Manuel Blum
  • 1995 Turing Award


Venezuelan-American computer scientist, pioneer in the field of theoretical computer science. He was awarded the 1995 Turing Award, for his contributions to the foundations of computational complexity theory and its applications to cryptography and program checking, a mathematical approach to writing programs that checks their work.

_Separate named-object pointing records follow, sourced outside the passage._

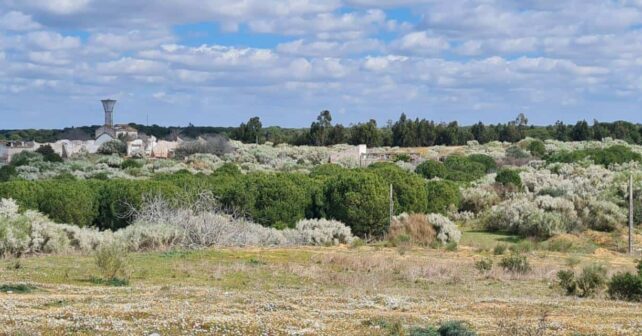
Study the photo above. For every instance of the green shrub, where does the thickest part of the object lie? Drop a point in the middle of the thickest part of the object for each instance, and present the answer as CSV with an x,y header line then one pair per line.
x,y
451,246
537,148
461,168
455,328
402,157
7,173
327,170
24,158
48,154
359,199
553,192
423,331
19,288
514,152
68,201
487,161
509,177
113,147
617,154
591,280
484,265
500,249
269,199
626,286
131,163
409,193
442,195
117,199
515,263
431,169
566,280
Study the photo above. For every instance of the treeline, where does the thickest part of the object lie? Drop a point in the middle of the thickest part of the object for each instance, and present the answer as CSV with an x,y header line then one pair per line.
x,y
357,197
405,132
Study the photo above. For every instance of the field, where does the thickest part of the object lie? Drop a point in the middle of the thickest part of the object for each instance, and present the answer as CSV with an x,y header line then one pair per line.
x,y
363,290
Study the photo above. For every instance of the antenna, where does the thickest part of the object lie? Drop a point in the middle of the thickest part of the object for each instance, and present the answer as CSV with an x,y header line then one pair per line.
x,y
108,105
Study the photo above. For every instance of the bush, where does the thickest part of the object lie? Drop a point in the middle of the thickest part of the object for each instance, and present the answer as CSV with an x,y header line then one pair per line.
x,y
402,157
270,199
463,169
442,195
359,199
431,169
216,145
500,249
537,148
509,177
67,201
25,158
617,154
566,280
415,226
626,286
7,173
515,263
591,280
113,147
478,199
484,265
455,328
131,163
447,231
514,152
487,161
323,232
409,193
111,260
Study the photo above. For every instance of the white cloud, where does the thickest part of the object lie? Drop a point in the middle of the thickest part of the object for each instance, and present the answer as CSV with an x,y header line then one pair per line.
x,y
422,43
52,41
18,21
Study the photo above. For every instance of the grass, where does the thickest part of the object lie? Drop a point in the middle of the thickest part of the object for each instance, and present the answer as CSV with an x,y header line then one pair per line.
x,y
307,291
19,288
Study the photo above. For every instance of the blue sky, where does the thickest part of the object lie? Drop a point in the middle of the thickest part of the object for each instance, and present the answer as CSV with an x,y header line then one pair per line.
x,y
219,62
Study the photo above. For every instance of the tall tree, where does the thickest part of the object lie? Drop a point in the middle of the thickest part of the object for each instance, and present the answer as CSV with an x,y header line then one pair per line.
x,y
319,129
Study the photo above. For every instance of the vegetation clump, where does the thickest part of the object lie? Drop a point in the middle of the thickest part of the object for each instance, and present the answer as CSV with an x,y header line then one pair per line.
x,y
515,263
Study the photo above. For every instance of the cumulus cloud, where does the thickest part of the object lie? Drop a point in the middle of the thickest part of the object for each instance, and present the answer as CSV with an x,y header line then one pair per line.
x,y
369,58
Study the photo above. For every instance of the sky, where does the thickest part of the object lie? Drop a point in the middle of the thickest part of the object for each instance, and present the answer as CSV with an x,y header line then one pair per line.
x,y
220,62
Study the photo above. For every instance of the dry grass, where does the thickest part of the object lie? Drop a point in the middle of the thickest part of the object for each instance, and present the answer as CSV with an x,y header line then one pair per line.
x,y
416,227
306,291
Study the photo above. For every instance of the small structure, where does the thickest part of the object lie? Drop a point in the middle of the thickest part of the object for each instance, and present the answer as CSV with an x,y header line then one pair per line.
x,y
8,149
109,131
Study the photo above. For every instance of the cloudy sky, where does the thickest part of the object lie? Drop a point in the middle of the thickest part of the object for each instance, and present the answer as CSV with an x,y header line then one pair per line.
x,y
219,62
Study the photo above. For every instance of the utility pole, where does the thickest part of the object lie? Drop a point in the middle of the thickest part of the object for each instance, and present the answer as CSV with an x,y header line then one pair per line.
x,y
392,205
631,214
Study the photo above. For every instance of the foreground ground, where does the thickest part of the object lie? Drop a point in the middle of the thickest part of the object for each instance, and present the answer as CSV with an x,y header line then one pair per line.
x,y
306,291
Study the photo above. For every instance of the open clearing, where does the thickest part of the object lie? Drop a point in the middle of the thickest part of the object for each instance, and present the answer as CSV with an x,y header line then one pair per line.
x,y
305,291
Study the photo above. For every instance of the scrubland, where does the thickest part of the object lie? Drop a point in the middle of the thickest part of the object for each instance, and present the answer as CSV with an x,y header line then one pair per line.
x,y
308,291
510,239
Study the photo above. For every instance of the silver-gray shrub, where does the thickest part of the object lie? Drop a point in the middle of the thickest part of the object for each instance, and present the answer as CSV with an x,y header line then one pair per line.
x,y
199,224
447,231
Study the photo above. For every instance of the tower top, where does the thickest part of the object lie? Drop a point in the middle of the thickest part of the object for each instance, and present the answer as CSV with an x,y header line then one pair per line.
x,y
108,106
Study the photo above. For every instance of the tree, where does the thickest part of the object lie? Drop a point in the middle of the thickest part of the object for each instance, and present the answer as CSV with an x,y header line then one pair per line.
x,y
319,129
581,131
359,199
366,133
250,132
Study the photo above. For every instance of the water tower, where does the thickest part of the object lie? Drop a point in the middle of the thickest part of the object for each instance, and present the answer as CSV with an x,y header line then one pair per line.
x,y
108,105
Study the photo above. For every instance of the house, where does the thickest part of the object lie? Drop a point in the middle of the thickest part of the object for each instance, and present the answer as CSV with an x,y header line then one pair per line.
x,y
8,149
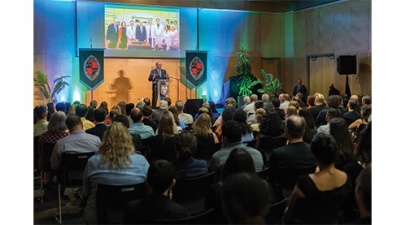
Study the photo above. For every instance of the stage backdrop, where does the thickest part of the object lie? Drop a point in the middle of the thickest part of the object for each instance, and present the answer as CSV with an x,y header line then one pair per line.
x,y
91,63
196,66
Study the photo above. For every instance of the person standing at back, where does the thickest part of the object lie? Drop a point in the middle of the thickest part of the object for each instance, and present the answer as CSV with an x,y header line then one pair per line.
x,y
155,75
300,88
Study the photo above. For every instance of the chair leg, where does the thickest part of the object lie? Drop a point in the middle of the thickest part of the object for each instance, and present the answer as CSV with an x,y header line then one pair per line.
x,y
59,205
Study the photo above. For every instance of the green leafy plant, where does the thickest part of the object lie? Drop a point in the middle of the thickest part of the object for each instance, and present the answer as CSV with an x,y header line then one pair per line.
x,y
41,81
270,85
243,70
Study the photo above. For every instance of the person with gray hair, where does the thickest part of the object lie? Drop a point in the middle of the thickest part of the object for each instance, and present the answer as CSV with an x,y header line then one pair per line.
x,y
185,117
288,162
56,130
40,126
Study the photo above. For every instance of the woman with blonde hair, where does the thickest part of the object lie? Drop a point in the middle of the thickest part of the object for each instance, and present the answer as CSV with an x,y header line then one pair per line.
x,y
203,130
116,163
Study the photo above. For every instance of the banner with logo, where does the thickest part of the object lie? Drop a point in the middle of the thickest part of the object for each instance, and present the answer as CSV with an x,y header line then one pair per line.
x,y
91,67
196,66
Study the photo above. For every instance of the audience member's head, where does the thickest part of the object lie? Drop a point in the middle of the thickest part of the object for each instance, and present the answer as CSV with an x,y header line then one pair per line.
x,y
246,199
93,104
230,102
272,125
40,112
295,127
239,160
147,111
136,115
232,131
179,105
202,125
60,106
57,122
166,126
100,114
324,148
74,122
81,110
130,106
122,119
146,101
116,147
185,144
160,177
338,128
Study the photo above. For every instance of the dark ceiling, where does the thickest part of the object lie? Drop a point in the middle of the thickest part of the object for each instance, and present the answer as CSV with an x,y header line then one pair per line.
x,y
270,6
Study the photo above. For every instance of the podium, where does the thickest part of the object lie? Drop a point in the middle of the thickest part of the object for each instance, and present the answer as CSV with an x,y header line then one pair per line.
x,y
162,89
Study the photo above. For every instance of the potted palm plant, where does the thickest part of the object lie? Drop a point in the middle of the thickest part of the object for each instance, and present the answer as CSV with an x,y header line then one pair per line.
x,y
41,81
270,85
243,70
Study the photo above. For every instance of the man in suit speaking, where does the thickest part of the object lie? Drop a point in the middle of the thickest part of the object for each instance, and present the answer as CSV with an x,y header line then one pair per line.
x,y
155,75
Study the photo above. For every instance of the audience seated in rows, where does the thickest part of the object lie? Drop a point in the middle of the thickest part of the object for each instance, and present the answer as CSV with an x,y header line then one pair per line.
x,y
351,115
161,179
260,113
78,141
330,114
203,131
360,124
185,117
185,165
179,123
100,115
138,127
116,163
81,110
147,117
246,199
288,162
318,198
231,139
241,117
56,130
311,130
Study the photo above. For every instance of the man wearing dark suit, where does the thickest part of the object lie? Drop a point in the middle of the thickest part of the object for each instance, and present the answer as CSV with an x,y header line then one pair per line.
x,y
155,75
112,34
157,205
100,115
141,32
287,163
300,88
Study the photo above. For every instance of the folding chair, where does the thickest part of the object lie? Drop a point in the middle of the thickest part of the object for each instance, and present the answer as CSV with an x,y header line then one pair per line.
x,y
72,165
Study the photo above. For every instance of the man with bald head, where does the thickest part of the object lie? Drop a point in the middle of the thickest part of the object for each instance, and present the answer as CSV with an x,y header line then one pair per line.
x,y
138,127
287,163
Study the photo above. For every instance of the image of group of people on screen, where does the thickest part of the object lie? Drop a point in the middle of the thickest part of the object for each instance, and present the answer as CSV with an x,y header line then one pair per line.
x,y
143,34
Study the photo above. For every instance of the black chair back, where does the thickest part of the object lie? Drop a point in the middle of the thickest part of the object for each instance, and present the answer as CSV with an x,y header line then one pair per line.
x,y
191,192
275,213
205,151
47,150
111,200
205,217
162,152
72,165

Education and Work Experience

1964, Ph.D. in Mathematics, MIT
1977-1980, Associate Chair for Computer Science, UC Berkeley
1974-Present, Group in Logic and Methodology of Science, U.C. Berkeley
2001-Present, Bruce Nelson Professor of Computer Science, Carnegie Mellon University (Present-Emeritus)

Honors and Awards

1982, IEEE Fellow
1983, Fellow of American Association for the Advancement of Science
1995, Turing Award
2002, Member of the United States of National Academy of Sciences

Major Academic Achievements

The problems he has tackled in his long career include, among others, methods for measuring the intrinsic complexity of problems. Blum’s Speedup Theorem is an important proposition about the complexity of computable functions. The Blum axioms give a machine-independent way to understand the complexity of computation, whether that computation is done by a human or a computer. In his work, Blum has shown that secure business transactions, pseudo-random number generation, program checking, and more recently, CAPTCHAs for detecting bot intruders, are possible in part because all computational devices are resource bounded. Blum’s current research includes designing a computer architecture for a conscious AI inspired by major advances in congnitive neuroscience.